Autocorrelation Reasons

The post is about autocorrelation Reasons that may occur in time series data. To learn and understand what is autocorrelation, see the post about Introduction to autocorrelation.

Autocorrelation Reasons

Autocorrelation Reasons

There are several reasons for Autocorrelation. Some of the most important autocorrelation reasons are:

i) Inertia

Inertia or sluggishness in economic time series is a great reason for autocorrelation. For example, GNP, production, price index, employment, and unemployment exhibit business cycles. Starting at the bottom of the recession, when the economic recovery starts, most of these series start moving upward. In this upswing, the value of a series at one point in time is greater than its previous values. These successive periods (observations) are likely to be interdependent.

ii) Omitted Variables Specification Bias

The residuals (which are proxies for $u_i$) may suggest that some variables that were originally candidates but were not included in the model (for a variety of reasons) should be included. This is the case of excluded variable specification bias. Often the inclusion of such variables may remove the correlation pattern observed among the residuals. For example, the model

$$Y_t = \beta_1 + \beta_2 X_{2t} + \beta_3 X_{3t} + \beta_4 X_{4t} + u_t,$$

is correct. However, running

$$Y_t=\beta_1 + \beta_2 X_{2t} + \beta_3X_{3t}+v_i,\quad \text{where $v_t=\beta_4X_{4t}+u_t$ },$$

the error or disturbance term will reflect a systematic pattern. Thus creating false autocorrelation, due to the exclusion of $X_{4t}$ variable from the model. The effect of $X_{4t}$ will be captured by the disturbances $v_t$.

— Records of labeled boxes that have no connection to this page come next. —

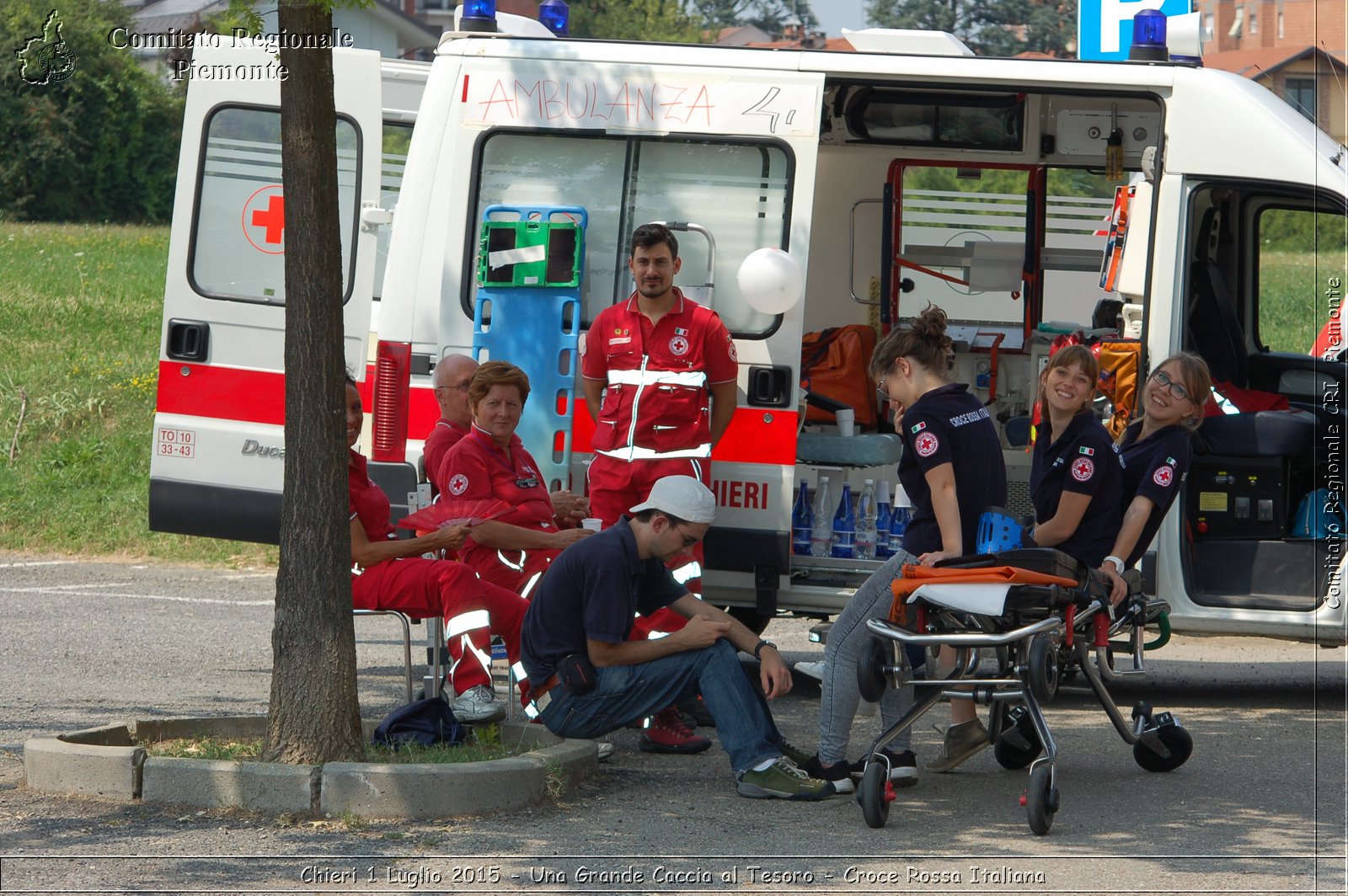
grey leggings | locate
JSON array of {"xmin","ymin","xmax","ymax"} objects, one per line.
[{"xmin": 820, "ymin": 551, "xmax": 918, "ymax": 765}]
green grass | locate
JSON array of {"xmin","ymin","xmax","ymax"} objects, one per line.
[
  {"xmin": 0, "ymin": 222, "xmax": 276, "ymax": 566},
  {"xmin": 1259, "ymin": 252, "xmax": 1348, "ymax": 355},
  {"xmin": 144, "ymin": 725, "xmax": 520, "ymax": 760}
]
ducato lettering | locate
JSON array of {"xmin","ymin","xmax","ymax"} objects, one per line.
[{"xmin": 240, "ymin": 440, "xmax": 286, "ymax": 458}]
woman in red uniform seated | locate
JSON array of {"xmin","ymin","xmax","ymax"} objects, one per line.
[
  {"xmin": 346, "ymin": 377, "xmax": 528, "ymax": 723},
  {"xmin": 436, "ymin": 361, "xmax": 591, "ymax": 597}
]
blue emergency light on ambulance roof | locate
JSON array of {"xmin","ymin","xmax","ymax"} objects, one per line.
[
  {"xmin": 1128, "ymin": 9, "xmax": 1170, "ymax": 62},
  {"xmin": 538, "ymin": 0, "xmax": 571, "ymax": 38},
  {"xmin": 458, "ymin": 0, "xmax": 496, "ymax": 31}
]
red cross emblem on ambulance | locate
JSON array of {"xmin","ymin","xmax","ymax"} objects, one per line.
[{"xmin": 241, "ymin": 184, "xmax": 286, "ymax": 254}]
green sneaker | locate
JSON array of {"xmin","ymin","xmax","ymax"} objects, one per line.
[
  {"xmin": 778, "ymin": 739, "xmax": 814, "ymax": 768},
  {"xmin": 928, "ymin": 719, "xmax": 992, "ymax": 775},
  {"xmin": 735, "ymin": 756, "xmax": 836, "ymax": 800}
]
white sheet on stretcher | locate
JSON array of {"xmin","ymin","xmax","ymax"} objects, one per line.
[{"xmin": 908, "ymin": 582, "xmax": 1011, "ymax": 616}]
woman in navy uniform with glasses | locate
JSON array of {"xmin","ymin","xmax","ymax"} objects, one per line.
[{"xmin": 1100, "ymin": 352, "xmax": 1212, "ymax": 604}]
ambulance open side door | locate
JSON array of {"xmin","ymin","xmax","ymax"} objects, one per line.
[{"xmin": 150, "ymin": 38, "xmax": 382, "ymax": 543}]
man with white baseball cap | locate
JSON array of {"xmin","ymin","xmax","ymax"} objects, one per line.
[{"xmin": 521, "ymin": 476, "xmax": 834, "ymax": 800}]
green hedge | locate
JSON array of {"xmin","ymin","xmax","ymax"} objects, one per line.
[{"xmin": 0, "ymin": 0, "xmax": 182, "ymax": 222}]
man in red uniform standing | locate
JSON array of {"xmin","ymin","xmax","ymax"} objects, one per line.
[
  {"xmin": 581, "ymin": 224, "xmax": 739, "ymax": 753},
  {"xmin": 422, "ymin": 355, "xmax": 477, "ymax": 493},
  {"xmin": 581, "ymin": 224, "xmax": 739, "ymax": 527}
]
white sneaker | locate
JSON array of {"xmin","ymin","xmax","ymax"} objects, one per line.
[
  {"xmin": 449, "ymin": 685, "xmax": 506, "ymax": 725},
  {"xmin": 795, "ymin": 660, "xmax": 824, "ymax": 682}
]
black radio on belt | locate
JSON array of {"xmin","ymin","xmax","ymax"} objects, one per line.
[{"xmin": 557, "ymin": 653, "xmax": 598, "ymax": 696}]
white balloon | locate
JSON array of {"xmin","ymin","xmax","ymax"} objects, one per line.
[{"xmin": 736, "ymin": 248, "xmax": 805, "ymax": 314}]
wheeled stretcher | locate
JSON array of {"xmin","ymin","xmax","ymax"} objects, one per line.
[{"xmin": 856, "ymin": 548, "xmax": 1193, "ymax": 834}]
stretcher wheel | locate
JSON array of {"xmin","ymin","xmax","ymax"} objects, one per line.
[
  {"xmin": 1026, "ymin": 635, "xmax": 1058, "ymax": 703},
  {"xmin": 856, "ymin": 635, "xmax": 890, "ymax": 703},
  {"xmin": 1132, "ymin": 725, "xmax": 1193, "ymax": 772},
  {"xmin": 856, "ymin": 760, "xmax": 894, "ymax": 827},
  {"xmin": 1024, "ymin": 763, "xmax": 1058, "ymax": 837},
  {"xmin": 992, "ymin": 709, "xmax": 1043, "ymax": 768}
]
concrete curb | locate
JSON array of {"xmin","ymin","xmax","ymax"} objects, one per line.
[{"xmin": 23, "ymin": 716, "xmax": 598, "ymax": 819}]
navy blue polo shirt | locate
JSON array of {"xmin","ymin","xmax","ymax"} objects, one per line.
[
  {"xmin": 1119, "ymin": 420, "xmax": 1193, "ymax": 566},
  {"xmin": 899, "ymin": 382, "xmax": 1007, "ymax": 557},
  {"xmin": 519, "ymin": 517, "xmax": 687, "ymax": 687},
  {"xmin": 1030, "ymin": 411, "xmax": 1123, "ymax": 568}
]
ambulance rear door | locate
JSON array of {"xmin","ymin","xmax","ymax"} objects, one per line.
[{"xmin": 150, "ymin": 38, "xmax": 382, "ymax": 543}]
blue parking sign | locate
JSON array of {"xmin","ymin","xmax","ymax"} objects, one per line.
[{"xmin": 1077, "ymin": 0, "xmax": 1190, "ymax": 61}]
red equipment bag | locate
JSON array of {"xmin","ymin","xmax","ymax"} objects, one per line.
[{"xmin": 800, "ymin": 323, "xmax": 878, "ymax": 427}]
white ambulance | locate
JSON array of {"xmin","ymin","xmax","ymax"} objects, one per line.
[{"xmin": 150, "ymin": 16, "xmax": 1348, "ymax": 644}]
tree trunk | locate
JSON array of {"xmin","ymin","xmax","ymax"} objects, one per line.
[{"xmin": 265, "ymin": 0, "xmax": 364, "ymax": 764}]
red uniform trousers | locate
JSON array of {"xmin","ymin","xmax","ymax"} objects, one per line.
[
  {"xmin": 585, "ymin": 454, "xmax": 712, "ymax": 642},
  {"xmin": 463, "ymin": 548, "xmax": 561, "ymax": 598},
  {"xmin": 350, "ymin": 557, "xmax": 528, "ymax": 694}
]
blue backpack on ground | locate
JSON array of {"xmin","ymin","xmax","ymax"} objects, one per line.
[{"xmin": 371, "ymin": 696, "xmax": 468, "ymax": 750}]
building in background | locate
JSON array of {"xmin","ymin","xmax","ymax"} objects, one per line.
[{"xmin": 1193, "ymin": 0, "xmax": 1348, "ymax": 143}]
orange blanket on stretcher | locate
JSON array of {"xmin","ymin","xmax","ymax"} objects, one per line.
[{"xmin": 890, "ymin": 563, "xmax": 1077, "ymax": 625}]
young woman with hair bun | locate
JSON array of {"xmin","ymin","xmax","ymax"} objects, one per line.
[
  {"xmin": 1026, "ymin": 345, "xmax": 1123, "ymax": 568},
  {"xmin": 805, "ymin": 305, "xmax": 1007, "ymax": 792}
]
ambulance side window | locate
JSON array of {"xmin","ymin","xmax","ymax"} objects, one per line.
[
  {"xmin": 1256, "ymin": 207, "xmax": 1348, "ymax": 355},
  {"xmin": 463, "ymin": 131, "xmax": 793, "ymax": 339},
  {"xmin": 187, "ymin": 106, "xmax": 360, "ymax": 305}
]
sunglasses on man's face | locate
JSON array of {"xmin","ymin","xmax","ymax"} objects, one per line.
[{"xmin": 672, "ymin": 523, "xmax": 703, "ymax": 550}]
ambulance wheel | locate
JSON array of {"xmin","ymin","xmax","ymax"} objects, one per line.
[
  {"xmin": 1132, "ymin": 725, "xmax": 1193, "ymax": 772},
  {"xmin": 1026, "ymin": 635, "xmax": 1058, "ymax": 703},
  {"xmin": 725, "ymin": 606, "xmax": 773, "ymax": 635},
  {"xmin": 1024, "ymin": 763, "xmax": 1058, "ymax": 837},
  {"xmin": 856, "ymin": 635, "xmax": 890, "ymax": 701},
  {"xmin": 856, "ymin": 761, "xmax": 894, "ymax": 827},
  {"xmin": 992, "ymin": 710, "xmax": 1043, "ymax": 768}
]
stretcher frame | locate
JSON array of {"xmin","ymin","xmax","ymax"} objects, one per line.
[{"xmin": 858, "ymin": 551, "xmax": 1193, "ymax": 835}]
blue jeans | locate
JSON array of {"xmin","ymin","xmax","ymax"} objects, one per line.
[{"xmin": 539, "ymin": 638, "xmax": 782, "ymax": 772}]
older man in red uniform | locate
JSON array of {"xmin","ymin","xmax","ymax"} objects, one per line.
[
  {"xmin": 422, "ymin": 355, "xmax": 477, "ymax": 493},
  {"xmin": 581, "ymin": 224, "xmax": 739, "ymax": 752}
]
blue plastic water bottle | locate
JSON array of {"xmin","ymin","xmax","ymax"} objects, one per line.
[
  {"xmin": 890, "ymin": 483, "xmax": 912, "ymax": 544},
  {"xmin": 791, "ymin": 480, "xmax": 814, "ymax": 557},
  {"xmin": 833, "ymin": 481, "xmax": 856, "ymax": 561},
  {"xmin": 875, "ymin": 480, "xmax": 894, "ymax": 561},
  {"xmin": 810, "ymin": 476, "xmax": 833, "ymax": 557}
]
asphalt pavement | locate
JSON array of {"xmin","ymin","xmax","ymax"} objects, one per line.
[{"xmin": 0, "ymin": 555, "xmax": 1348, "ymax": 893}]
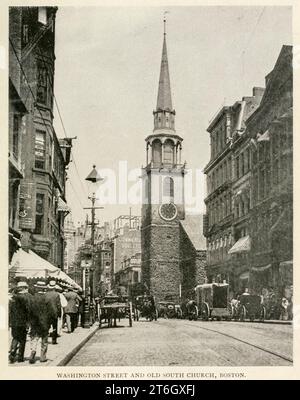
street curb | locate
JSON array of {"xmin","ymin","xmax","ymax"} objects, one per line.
[{"xmin": 56, "ymin": 325, "xmax": 99, "ymax": 367}]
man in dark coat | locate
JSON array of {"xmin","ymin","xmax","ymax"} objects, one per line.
[
  {"xmin": 45, "ymin": 280, "xmax": 61, "ymax": 344},
  {"xmin": 9, "ymin": 282, "xmax": 32, "ymax": 363},
  {"xmin": 64, "ymin": 288, "xmax": 81, "ymax": 333},
  {"xmin": 29, "ymin": 281, "xmax": 50, "ymax": 364}
]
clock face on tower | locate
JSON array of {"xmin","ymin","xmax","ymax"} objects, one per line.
[{"xmin": 159, "ymin": 203, "xmax": 177, "ymax": 221}]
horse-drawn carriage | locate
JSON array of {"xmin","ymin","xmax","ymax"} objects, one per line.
[
  {"xmin": 237, "ymin": 294, "xmax": 266, "ymax": 322},
  {"xmin": 157, "ymin": 300, "xmax": 182, "ymax": 318},
  {"xmin": 133, "ymin": 295, "xmax": 158, "ymax": 321},
  {"xmin": 99, "ymin": 295, "xmax": 132, "ymax": 328},
  {"xmin": 195, "ymin": 283, "xmax": 231, "ymax": 321}
]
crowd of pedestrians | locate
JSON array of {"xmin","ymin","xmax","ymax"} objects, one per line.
[{"xmin": 9, "ymin": 280, "xmax": 84, "ymax": 364}]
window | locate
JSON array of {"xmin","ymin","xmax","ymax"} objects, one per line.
[
  {"xmin": 22, "ymin": 25, "xmax": 29, "ymax": 44},
  {"xmin": 235, "ymin": 156, "xmax": 240, "ymax": 179},
  {"xmin": 152, "ymin": 140, "xmax": 161, "ymax": 164},
  {"xmin": 244, "ymin": 149, "xmax": 250, "ymax": 173},
  {"xmin": 49, "ymin": 137, "xmax": 54, "ymax": 172},
  {"xmin": 38, "ymin": 7, "xmax": 47, "ymax": 25},
  {"xmin": 34, "ymin": 193, "xmax": 44, "ymax": 235},
  {"xmin": 239, "ymin": 153, "xmax": 245, "ymax": 176},
  {"xmin": 163, "ymin": 177, "xmax": 174, "ymax": 200},
  {"xmin": 259, "ymin": 170, "xmax": 265, "ymax": 199},
  {"xmin": 273, "ymin": 159, "xmax": 279, "ymax": 185},
  {"xmin": 164, "ymin": 140, "xmax": 174, "ymax": 164},
  {"xmin": 37, "ymin": 62, "xmax": 47, "ymax": 104},
  {"xmin": 12, "ymin": 114, "xmax": 20, "ymax": 159},
  {"xmin": 34, "ymin": 131, "xmax": 46, "ymax": 169}
]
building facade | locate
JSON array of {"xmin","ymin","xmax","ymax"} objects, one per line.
[
  {"xmin": 115, "ymin": 253, "xmax": 141, "ymax": 295},
  {"xmin": 247, "ymin": 46, "xmax": 293, "ymax": 296},
  {"xmin": 9, "ymin": 7, "xmax": 72, "ymax": 268},
  {"xmin": 204, "ymin": 87, "xmax": 264, "ymax": 290}
]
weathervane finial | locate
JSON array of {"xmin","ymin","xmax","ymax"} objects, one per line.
[{"xmin": 164, "ymin": 11, "xmax": 169, "ymax": 36}]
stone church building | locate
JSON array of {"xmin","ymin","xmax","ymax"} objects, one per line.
[{"xmin": 141, "ymin": 21, "xmax": 206, "ymax": 301}]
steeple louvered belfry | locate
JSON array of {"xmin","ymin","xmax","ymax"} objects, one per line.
[
  {"xmin": 141, "ymin": 20, "xmax": 185, "ymax": 300},
  {"xmin": 153, "ymin": 20, "xmax": 175, "ymax": 130}
]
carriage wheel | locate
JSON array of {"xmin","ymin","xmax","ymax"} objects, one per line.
[
  {"xmin": 240, "ymin": 306, "xmax": 247, "ymax": 322},
  {"xmin": 260, "ymin": 306, "xmax": 267, "ymax": 322},
  {"xmin": 201, "ymin": 303, "xmax": 209, "ymax": 321},
  {"xmin": 194, "ymin": 306, "xmax": 199, "ymax": 321},
  {"xmin": 129, "ymin": 302, "xmax": 132, "ymax": 327}
]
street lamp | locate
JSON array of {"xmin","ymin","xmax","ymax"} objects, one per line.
[{"xmin": 84, "ymin": 165, "xmax": 103, "ymax": 322}]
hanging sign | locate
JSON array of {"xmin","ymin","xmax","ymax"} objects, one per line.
[{"xmin": 19, "ymin": 182, "xmax": 36, "ymax": 229}]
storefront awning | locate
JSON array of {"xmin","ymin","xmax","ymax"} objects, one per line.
[
  {"xmin": 228, "ymin": 236, "xmax": 251, "ymax": 254},
  {"xmin": 251, "ymin": 264, "xmax": 272, "ymax": 273},
  {"xmin": 9, "ymin": 249, "xmax": 60, "ymax": 278},
  {"xmin": 279, "ymin": 261, "xmax": 293, "ymax": 268},
  {"xmin": 57, "ymin": 197, "xmax": 71, "ymax": 213},
  {"xmin": 53, "ymin": 270, "xmax": 82, "ymax": 290}
]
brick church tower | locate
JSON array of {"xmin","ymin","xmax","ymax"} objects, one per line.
[{"xmin": 141, "ymin": 20, "xmax": 185, "ymax": 300}]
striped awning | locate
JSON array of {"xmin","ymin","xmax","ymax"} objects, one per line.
[
  {"xmin": 228, "ymin": 236, "xmax": 251, "ymax": 254},
  {"xmin": 57, "ymin": 197, "xmax": 71, "ymax": 213}
]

iii) Model Specification: Incorrect Functional Form

Autocorrelation can also occur due to the miss-specification of the model. Suppose that $Y_t$ is connected to $X_{2t}$ with a quadratic relation

$$Y_t=\beta_1 + \beta_2 X_{2t}^2+u_t,$$

but we wrongly estimate a straight line relationship ($Y_t=\beta_1 + \beta_2X_{2t}+u_t$). In this case, the error term obtained from the straight line specification will depend on $X_{2t}^2$. If $X_{2t}$ is increasing/decreasing over time, $u_t$ will also be increasing or decreasing over time. Therefore, an Incorrect Functional Form is also another important reason for autocorrelation.

iv) Effect of Cobweb Phenomenon

The quantity supplied in the period $t$ of many agricultural commodities depends on their price in period $t-1$. This is called the Cobweb phenomenon. This is because the decision to plant a crop in a period of $t$ is influenced by the price of the commodity in that period. However, the actual supply of the commodity is available in the period $t+1$.

\begin{align*}
QS_{t+1} &= \alpha + \beta P_t + \varepsilon_{t+1}\\
\text{or }\quad QS_t &= \alpha + \beta P_{t-1} + \varepsilon_t
\end{align*}

This supply model indicates that if the price in period $t$ is higher, the farmer will decide to produce more in the period $t+1$. Because of increased supply in period $t+1$, $P_{t+1}$ will be lower than $P_t$. As a result of lower price in period $t+1$, the farmer will produce less in period $t+2$ than they did in period $t+1$. Thus disturbances in the case of the Cobweb phenomenon are not expected to be random, rather, they will exhibit a systematic pattern and thus cause a problem of autocorrelation.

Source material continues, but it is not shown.